FLUX Kontext Max (Text-to-Image) — wavespeed-ai/flux-kontext-max/text-to-image
FLUX Kontext Max is a high-quality text-to-image model built for prompt-faithful generation with strong composition control and cinematic detail. Write a clear scene description (subject, setting, action, camera, lighting, mood), and it produces polished, production-ready images—great for story frames, concept art, marketing visuals, and realistic or stylized illustration work.
Key capabilities
- High-fidelity text-to-image generation with strong prompt adherence
- Cinematic composition control (framing, lens feel, lighting, atmosphere)

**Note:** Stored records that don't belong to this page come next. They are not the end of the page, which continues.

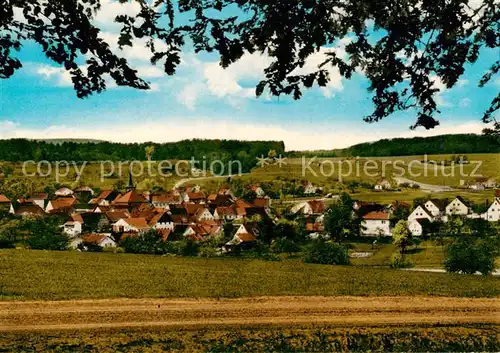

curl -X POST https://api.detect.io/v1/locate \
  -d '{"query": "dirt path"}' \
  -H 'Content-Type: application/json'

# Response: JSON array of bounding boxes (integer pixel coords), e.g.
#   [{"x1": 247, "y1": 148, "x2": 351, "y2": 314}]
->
[{"x1": 0, "y1": 297, "x2": 500, "y2": 332}]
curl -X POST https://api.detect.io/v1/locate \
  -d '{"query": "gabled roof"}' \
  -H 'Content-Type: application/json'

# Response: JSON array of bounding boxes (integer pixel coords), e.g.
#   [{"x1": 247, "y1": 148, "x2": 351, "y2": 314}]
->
[
  {"x1": 194, "y1": 208, "x2": 212, "y2": 217},
  {"x1": 106, "y1": 211, "x2": 130, "y2": 223},
  {"x1": 363, "y1": 212, "x2": 390, "y2": 221},
  {"x1": 243, "y1": 223, "x2": 260, "y2": 237},
  {"x1": 149, "y1": 212, "x2": 173, "y2": 226},
  {"x1": 306, "y1": 222, "x2": 325, "y2": 232},
  {"x1": 186, "y1": 192, "x2": 205, "y2": 200},
  {"x1": 253, "y1": 197, "x2": 269, "y2": 207},
  {"x1": 307, "y1": 200, "x2": 326, "y2": 214},
  {"x1": 456, "y1": 196, "x2": 471, "y2": 207},
  {"x1": 123, "y1": 218, "x2": 149, "y2": 229},
  {"x1": 75, "y1": 186, "x2": 94, "y2": 194},
  {"x1": 71, "y1": 213, "x2": 83, "y2": 224},
  {"x1": 215, "y1": 206, "x2": 236, "y2": 216},
  {"x1": 49, "y1": 198, "x2": 76, "y2": 213},
  {"x1": 113, "y1": 190, "x2": 149, "y2": 205},
  {"x1": 28, "y1": 192, "x2": 49, "y2": 200},
  {"x1": 82, "y1": 234, "x2": 114, "y2": 245},
  {"x1": 412, "y1": 205, "x2": 434, "y2": 218},
  {"x1": 55, "y1": 187, "x2": 73, "y2": 195},
  {"x1": 184, "y1": 203, "x2": 207, "y2": 216},
  {"x1": 151, "y1": 192, "x2": 180, "y2": 203},
  {"x1": 15, "y1": 203, "x2": 45, "y2": 216},
  {"x1": 234, "y1": 199, "x2": 253, "y2": 208},
  {"x1": 237, "y1": 233, "x2": 257, "y2": 243}
]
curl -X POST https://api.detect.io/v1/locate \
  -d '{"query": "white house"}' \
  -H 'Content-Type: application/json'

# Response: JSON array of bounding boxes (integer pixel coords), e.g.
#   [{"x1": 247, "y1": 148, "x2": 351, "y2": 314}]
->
[
  {"x1": 113, "y1": 218, "x2": 150, "y2": 233},
  {"x1": 214, "y1": 206, "x2": 238, "y2": 220},
  {"x1": 63, "y1": 220, "x2": 83, "y2": 237},
  {"x1": 408, "y1": 218, "x2": 424, "y2": 237},
  {"x1": 469, "y1": 182, "x2": 484, "y2": 191},
  {"x1": 486, "y1": 197, "x2": 500, "y2": 222},
  {"x1": 149, "y1": 212, "x2": 174, "y2": 231},
  {"x1": 54, "y1": 187, "x2": 74, "y2": 197},
  {"x1": 290, "y1": 200, "x2": 326, "y2": 215},
  {"x1": 82, "y1": 234, "x2": 116, "y2": 248},
  {"x1": 445, "y1": 196, "x2": 469, "y2": 216},
  {"x1": 374, "y1": 179, "x2": 392, "y2": 190},
  {"x1": 249, "y1": 185, "x2": 266, "y2": 197},
  {"x1": 194, "y1": 208, "x2": 214, "y2": 222},
  {"x1": 361, "y1": 212, "x2": 392, "y2": 237},
  {"x1": 424, "y1": 200, "x2": 441, "y2": 217},
  {"x1": 408, "y1": 205, "x2": 434, "y2": 222},
  {"x1": 302, "y1": 181, "x2": 319, "y2": 195}
]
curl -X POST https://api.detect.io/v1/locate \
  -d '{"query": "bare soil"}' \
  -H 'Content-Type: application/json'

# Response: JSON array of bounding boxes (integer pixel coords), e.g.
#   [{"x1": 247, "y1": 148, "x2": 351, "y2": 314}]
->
[{"x1": 0, "y1": 297, "x2": 500, "y2": 332}]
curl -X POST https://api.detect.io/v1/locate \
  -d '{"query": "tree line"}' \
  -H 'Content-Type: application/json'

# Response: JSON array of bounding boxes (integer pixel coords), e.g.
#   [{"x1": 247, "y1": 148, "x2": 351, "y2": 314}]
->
[
  {"x1": 288, "y1": 134, "x2": 500, "y2": 157},
  {"x1": 0, "y1": 139, "x2": 285, "y2": 170}
]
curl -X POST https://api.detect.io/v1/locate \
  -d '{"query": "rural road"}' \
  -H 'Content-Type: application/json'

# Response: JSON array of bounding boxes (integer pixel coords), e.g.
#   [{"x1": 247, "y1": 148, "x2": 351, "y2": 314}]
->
[
  {"x1": 0, "y1": 296, "x2": 500, "y2": 332},
  {"x1": 172, "y1": 173, "x2": 249, "y2": 189},
  {"x1": 394, "y1": 177, "x2": 456, "y2": 192}
]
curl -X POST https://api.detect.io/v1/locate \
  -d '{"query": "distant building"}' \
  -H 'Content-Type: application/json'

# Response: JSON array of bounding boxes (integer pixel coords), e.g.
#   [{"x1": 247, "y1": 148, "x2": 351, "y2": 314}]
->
[{"x1": 361, "y1": 212, "x2": 392, "y2": 237}]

- Handles complex scenes (multiple elements, detailed environments, coherent styling)
- Consistent output quality suitable for professional creative workflows
Pricing
$0.08 per image.
Total cost = num_images × $0.08
Example: num_images = 4 → $0.32
How to use
- Write a prompt describing the scene and desired look.
- Choose an aspect ratio for your target layout (e.g., 16:9 for cinematic, 1:1 for avatars).
- Adjust guidance_scale if you need stricter prompt following.
- Set a seed for repeatable results (optional), then generate.
Parameters
- prompt (required): The text description of what to generate
- seed: Fixed value for reproducibility; leave empty or random for variation
- guidance_scale: Higher values follow the prompt more strongly (too high may look rigid or overcooked)
- aspect_ratio: Output aspect ratio (e.g., 16:9, 1:1, 9:16)
- enable_sync_mode: Wait for generation and return results directly (API only)
Prompting guide
A reliable prompt structure:
- Subject: who/what is in the image
- Action: what is happening
- Scene: where + time + atmosphere
- Camera: framing, lens vibe, movement (if relevant)
- Lighting: key light, contrast, color temperature
- Style: realistic, film still, illustration, etc.
Example pattern:
A [shot type] of [subject] [action] in [scene]. [Lighting + mood]. [Camera/framing]. [Style cues].
Example prompts
- A cinematic close-up of a detective under flickering fluorescent lights, rain streaks on the window behind, shallow depth of field, tense atmosphere, film still look.
- Wide shot of a futuristic street market at dusk, neon reflections on wet pavement, dense crowd silhouettes, volumetric light beams, high detail, cinematic composition.
- Studio product photo of a minimalist smartwatch on a glossy black surface, softbox lighting, crisp reflections, premium advertising style, ultra clean background.
Best practices
- Keep the first sentence simple and concrete, then add constraints and style cues.
- Use camera and lighting language to steer composition more reliably than abstract adjectives.
- For consistent iteration, fix seed and adjust one variable at a time (prompt wording or guidance_scale).